# Meeting new people (While being broke)



## Herp (Nov 25, 2010)

Hello guise!










I'm in a transition part of my life right now. I mean, I have been in an awkward friendzone situation, which didn't went pretty well for me. I was, foolishly, expecting more than friendship from a girl that just saw me as a friend. Things happen for a reason, and I learned a lot from this experience though. But, regardless, I need to move on.

And moving on means shifting the disproportionate amount of focus that I was giving to this relationship and place on other relationships, where I can grow new fruits. Thing is, my friends hang in a pretty much closed circle: There's not much room for new people, neither there is a chance of meeting someone with romantic potential there. So I thought I should start meeting new persons around.

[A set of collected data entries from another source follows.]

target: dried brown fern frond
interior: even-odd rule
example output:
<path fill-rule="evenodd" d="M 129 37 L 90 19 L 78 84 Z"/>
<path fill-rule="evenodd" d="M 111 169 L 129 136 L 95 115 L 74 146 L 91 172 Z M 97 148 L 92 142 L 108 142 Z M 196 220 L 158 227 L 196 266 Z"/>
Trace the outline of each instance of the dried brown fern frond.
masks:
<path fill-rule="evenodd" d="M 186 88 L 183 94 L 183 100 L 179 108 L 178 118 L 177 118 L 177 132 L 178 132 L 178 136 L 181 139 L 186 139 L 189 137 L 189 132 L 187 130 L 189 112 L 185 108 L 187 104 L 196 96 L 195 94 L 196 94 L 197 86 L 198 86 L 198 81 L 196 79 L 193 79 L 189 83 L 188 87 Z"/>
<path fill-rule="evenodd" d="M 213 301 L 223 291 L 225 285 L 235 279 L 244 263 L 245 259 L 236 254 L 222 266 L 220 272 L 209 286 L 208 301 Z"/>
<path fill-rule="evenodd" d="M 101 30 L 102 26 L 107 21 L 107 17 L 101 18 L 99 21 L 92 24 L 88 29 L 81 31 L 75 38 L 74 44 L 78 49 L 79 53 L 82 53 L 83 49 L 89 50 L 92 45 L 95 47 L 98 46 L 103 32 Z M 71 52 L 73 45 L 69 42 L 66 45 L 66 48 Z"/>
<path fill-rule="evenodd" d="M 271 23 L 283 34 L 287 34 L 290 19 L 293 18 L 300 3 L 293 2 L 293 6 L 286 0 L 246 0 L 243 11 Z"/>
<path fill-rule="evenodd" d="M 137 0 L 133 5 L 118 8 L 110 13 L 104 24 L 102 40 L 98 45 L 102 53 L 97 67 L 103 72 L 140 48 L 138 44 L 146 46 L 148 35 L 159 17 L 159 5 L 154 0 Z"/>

The problem that it is kind of creepy to meet new people at random. I also lack the courage/confidence to make such kind of approach. While I'm not oustandishly shy, approaching a complete stranger is no-go. So, I thought about starting a hobby, maybe a sport, where I can meet and make another group of friends. 

But I'm freaking broke. If I wanted to go to, let's say, a Judo class, I would have to pay for the classes, clothing, etc, etc. I can't afford this. So, that's why I came here.

I would like some advice on how and where meet new people. I want to renew my friendship circle so I can let go of this unhealthy friendship I had and have some fun in the process.

Could you guys help me?


----------



## jbking (Jun 4, 2010)

I have more than a few meetup groups that meet for free and with various intentions. Some may just meet for support, some may meet to socialize and others could have other activities around town. In Calgary, during Stampede there are numerous free breakfasts that can be a place to get something to eat and thus save money while also possibly meeting new people. Nuit Blanche was a new festival this year that was free here in Calgary though other cities have had them.

Aside from meetup, consider local volunteering opportunities where you may meet people and in theory this should be relatively cheap since you are giving time and expertise rather than money. Serving at homeless shelters can be one idea here though there may be others that can be useful for getting out there to meet people and make connections.

While taking a Judo class may have costs associated with it, some places may offer discounted rates for classes if you are poor. Not to say you really are that way but there can be assistance in some cases here if you ask for it. There can also be groups where people want to practice something new and thus want to find others that are OK with learning something from a less than professional source.


----------



## Herp (Nov 25, 2010)

@jbking

Hey, thanks for the advice!

I'll be looking forward to voluteering. I forgot to metion that I'm not in North America, so Calgary is a bit off-limits for me. :tongue:


----------